I've had jobs where I kept the software running so smoothly 80% of my time at work was spent with a broom or a rag cleaning because "downtime" was not a thing.

Federal employment laws, state employment laws, and court precedents substitute for a detailed contract for many employees in the U.S.

This is in fact a big reason that companies like to use so many contractors: it’s way easier to manage the downside risk for a contractor because the employer’s liability is scoped entirely to one written agreement. Whereas their relationship with employees is scoped to the broad set of laws and precedents mentioned in my first paragraph.

European here. What do you mean? Employment contracts are not common or mandatory? Unheard of here. I painted my grandma's house for money and we still wrote a single page contract.
There are employment agreements, but they typically only cover protections for the company - not stealing IP, no competition clause, etc.

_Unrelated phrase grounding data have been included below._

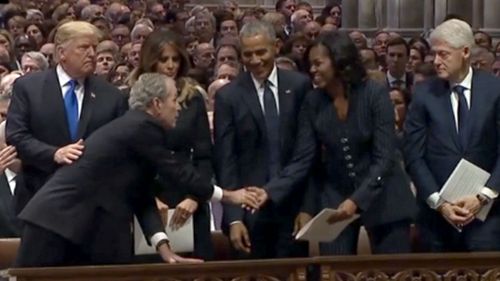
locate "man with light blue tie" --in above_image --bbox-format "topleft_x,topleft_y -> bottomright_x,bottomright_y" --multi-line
6,21 -> 127,214
404,19 -> 500,252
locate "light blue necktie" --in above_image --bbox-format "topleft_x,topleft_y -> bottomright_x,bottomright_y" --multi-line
64,80 -> 79,141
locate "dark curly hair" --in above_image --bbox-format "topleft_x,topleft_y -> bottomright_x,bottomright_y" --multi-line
305,31 -> 366,91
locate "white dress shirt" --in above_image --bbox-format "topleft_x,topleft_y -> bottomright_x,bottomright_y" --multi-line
4,168 -> 16,195
251,65 -> 280,115
426,67 -> 498,209
56,64 -> 85,119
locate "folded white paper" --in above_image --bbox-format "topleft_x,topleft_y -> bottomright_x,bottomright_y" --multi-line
295,208 -> 359,242
439,159 -> 492,222
134,209 -> 194,255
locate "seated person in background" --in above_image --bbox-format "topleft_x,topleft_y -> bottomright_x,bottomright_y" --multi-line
0,120 -> 22,238
14,73 -> 263,267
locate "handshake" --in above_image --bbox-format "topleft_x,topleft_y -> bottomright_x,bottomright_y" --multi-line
222,186 -> 269,212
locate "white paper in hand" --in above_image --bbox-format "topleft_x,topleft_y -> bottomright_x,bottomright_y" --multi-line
134,209 -> 194,255
439,159 -> 492,221
295,208 -> 359,242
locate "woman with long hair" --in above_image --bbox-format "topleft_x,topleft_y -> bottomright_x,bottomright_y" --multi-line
269,31 -> 416,255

Since most states are at will employment, you don’t need a reason to fire someone, just like an employee doesn’t need a reason to quit. Both parties can end employment without cause at any time for any reason. There are some varying exceptions to this, but it’s mostly the case.

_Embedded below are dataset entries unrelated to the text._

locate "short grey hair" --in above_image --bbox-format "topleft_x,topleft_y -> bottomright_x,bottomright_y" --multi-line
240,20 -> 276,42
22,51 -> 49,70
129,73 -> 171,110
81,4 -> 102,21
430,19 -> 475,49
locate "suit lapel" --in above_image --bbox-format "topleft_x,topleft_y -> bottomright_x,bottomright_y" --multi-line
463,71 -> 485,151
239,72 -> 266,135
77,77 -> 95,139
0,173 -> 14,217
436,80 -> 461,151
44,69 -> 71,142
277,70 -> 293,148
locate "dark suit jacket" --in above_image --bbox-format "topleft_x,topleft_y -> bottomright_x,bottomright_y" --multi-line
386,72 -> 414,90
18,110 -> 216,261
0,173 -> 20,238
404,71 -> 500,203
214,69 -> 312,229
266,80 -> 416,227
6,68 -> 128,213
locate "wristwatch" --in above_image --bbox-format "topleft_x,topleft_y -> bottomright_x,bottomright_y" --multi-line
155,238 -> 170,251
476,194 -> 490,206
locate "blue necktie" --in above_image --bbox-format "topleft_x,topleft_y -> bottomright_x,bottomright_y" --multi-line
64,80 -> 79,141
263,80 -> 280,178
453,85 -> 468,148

Guessing here but I think the implication is that courts in the US are unable/unwilling to enforce workers rights even when laid out in a contract. In a post-union US there is not enough organised support for workers unless they are very rich.

Obviously employees all (maybe almost all) have employment contracts

Many W-2 employees still have a contract. It's quite common for an employment contract to exist for regular salaried employees, and extremely common at companies like Twitter.
I think you've been had. Even in the US people work for contracts, ask for yours !
We do have work contracts, but for salaried employees they are often :

"You work for us, we pay you (salary amount) and you will do everything we ask you to and thanks to 'right to work' laws we can fire you at anytime for any or no reason"

1. Salaried employees get offer letters that they have to sign, but I don't think those actually count as contracts. (Correct me if I'm wrong, though)

2. "Right to work" laws deal with union membership. You're thinking of "at-will employment" laws.

Obviously there is a contract, if you have it written down or not is not decisive.